Lady Vanda estaba día a día más blanca, más aérea. Los médicos maldecían, los tónicos cejaban. Y
ella, repitiendo siempre:

—Es como su padre, como su padre.

Miss wilkinson llegó a la conclusión de que el pequeño vampiro estaba desangrando a la madre
con la más refinada de las crueldades. Cuando los médicos se enteraron hablose de un aborto
harto justificable; pero Lady Vanda se negó, volviendo la cabeza como un osito de felpa,
acariciando con la diestra su vientre de raso.

—Es como su padre —dijo—. Como su padre.

El hijo de Duggu Van crecía rápidamente. No sólo ocupaba la cavidad que la naturaleza le
concediera sino que invadía el resto del cuerpo de Lady Vanda. Lady Vanda apenas podía hablar
ya, no le quedaba sangre; si alguna tenía estaba en el cuerpo de su hijo.
Y cuando vino el día fijado por los recuerdos para el alumbramiento, los médicos se dijeron que
aquél iba a ser un alumbramiento extraño. En número de cuatro rodearon el lecho de la
parturienta, aguardando que fuese la medianoche del trigésimo día del noveno mes del atentado
de Duggu Van.

Miss wilkinson, en la galería, vio acercarse una sombra. No gritó porque estaba segura de que con
ello no ganaría nada. Cierto que el rostro de Duggu Van no era para provocar sonrisas. El color
terroso de su cara se había transformado en un relieve uniforme y cárdeno. En vez de ojos, dos
grandes interrogaciones llorosas se balanceaban debajo del cabello apelmazado.
—Es absolutamente mío —dijo el vampiro con el lenguaje caprichoso de su secta—

y nadie puede interpolarse entre su esencia


y mi cariño.

Hablaba del hijo; Miss wilkinson se calmó.
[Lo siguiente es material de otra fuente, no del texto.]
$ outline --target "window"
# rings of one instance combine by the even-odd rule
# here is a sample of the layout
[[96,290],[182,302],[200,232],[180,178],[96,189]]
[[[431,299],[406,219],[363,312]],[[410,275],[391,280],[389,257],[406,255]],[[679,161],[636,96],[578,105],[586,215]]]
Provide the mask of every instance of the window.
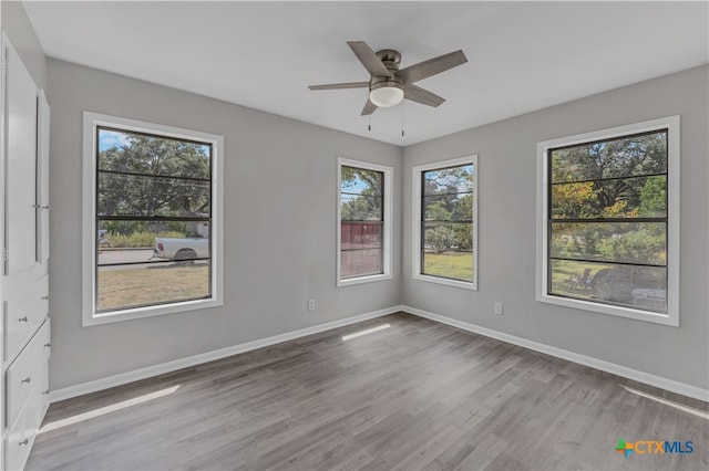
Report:
[[537,299],[678,325],[679,117],[538,144]]
[[223,147],[84,113],[84,325],[222,304]]
[[338,286],[391,279],[391,174],[338,160]]
[[413,168],[413,278],[477,289],[477,156]]

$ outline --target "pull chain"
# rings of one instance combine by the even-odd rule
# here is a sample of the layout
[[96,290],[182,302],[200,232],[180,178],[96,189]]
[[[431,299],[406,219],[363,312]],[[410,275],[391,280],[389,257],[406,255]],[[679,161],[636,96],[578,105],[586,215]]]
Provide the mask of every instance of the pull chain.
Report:
[[404,102],[401,102],[401,137],[403,137],[403,104]]

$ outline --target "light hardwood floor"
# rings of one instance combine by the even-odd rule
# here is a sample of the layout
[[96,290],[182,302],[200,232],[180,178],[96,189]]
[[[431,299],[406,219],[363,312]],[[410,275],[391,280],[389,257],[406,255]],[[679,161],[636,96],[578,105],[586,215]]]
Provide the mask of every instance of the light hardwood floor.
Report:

Los médicos, reunidos en un ángulo del lecho, trataban de demostrarse unos a otros que no tenían
miedo. Empezaban a admitir cambios en el cuerpo de Lady Vanda. Su piel se había puesto
repentinamente oscura, sus piernas se llenaban de relieves musculares, el vientre se aplanaba
suavemente y, con una naturalidad que parecía casi familiar, su sexo se transformaba en el
contrario. El rostro no era ya el de Lady Vanda. Las manos no eran ya las de Lady Vanda. Los
médicos tenían un miedo atroz. Entonces, cuando dieron las doce, el cuerpo de quien había sido
Lady Vanda y era ahora su hijo se enderezó dulcemente en el lecho y tendió los brazos hacia la
puerta abierta. Duggu Van entró en el salón, pasó ante los médicos sin verlos, y ciñó las manos de
su hijo. Los dos, mirándose como si se conocieran desde siempre, salieron por la ventana. El lecho
ligeramente arrugado, y los médicos balbuceando cosas en torno a él, contemplando sobre las
mesas los instrumentos del oficio, la balanza para pesar al recién nacido, y Miss wilkinson en la
puerta, retorciéndose las manos y preguntando, preguntando, preguntando».